If that ambulance is off to save our dignity, please tell them it's too late...
Dude I just figured out the mystery flavor of airhead is vodka sprite, no way i'm wrong
So I'm looking through your google history on your laptop and you have 'is ketchup even remotely nutritious' and 'alcohol with fewest calories but highest alcohol'. What new fad diet are you on because I feel like we could do this together.
She gave me a rubber ducky to make me feel better while I was throwing up.
Found your pants. They were stuffed in the tank of the toilet.
HE HAS A CHODE. LIFE IS NOT GOING TO BE EASY FOR HIM.

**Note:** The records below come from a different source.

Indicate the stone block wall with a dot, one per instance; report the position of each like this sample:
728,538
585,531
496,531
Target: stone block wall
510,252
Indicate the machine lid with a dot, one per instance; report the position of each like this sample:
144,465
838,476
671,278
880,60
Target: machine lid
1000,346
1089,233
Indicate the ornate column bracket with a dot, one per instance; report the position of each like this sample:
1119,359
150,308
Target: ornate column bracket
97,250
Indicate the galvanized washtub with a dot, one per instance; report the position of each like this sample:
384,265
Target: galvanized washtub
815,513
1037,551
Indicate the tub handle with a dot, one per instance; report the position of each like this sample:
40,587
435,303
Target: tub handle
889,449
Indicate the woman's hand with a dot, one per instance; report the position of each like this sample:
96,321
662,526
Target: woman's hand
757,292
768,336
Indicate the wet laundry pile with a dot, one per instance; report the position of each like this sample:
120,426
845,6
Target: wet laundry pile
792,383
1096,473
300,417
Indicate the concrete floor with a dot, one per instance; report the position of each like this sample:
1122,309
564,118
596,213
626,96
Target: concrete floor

My Mom printed off all of my Augusts text messages. Apparently I've been drinking WAY too much and having an intermediate drug problem. I have to go home everyw weekend for the rest of the semester
You just referred to a pillow with a stolen bra strapped to it as "she". Let that sink in for a minute.
please come back they are interrogating me about masturbation
I woke up in my basement holding someone else's underwear and a bottle of mouthwash . I wish I could explain more than that but i can't remember ...
I'm literally trapped as the little spoon on a mattress on the floor of an unfinished basement with a professional athlete snoring in my hair
Please god tell me you aren't pregaming your date alone.
My manager gave me an envelope with money in it before he had vacation, and when I asked what it was for, he said it will be his bail money.
You need to get a passport so we can carry our bad decisions over the border
was that you i just saw walking down the street in only one heel smoking a cig yelling "hello sexuals" to everyone who passed??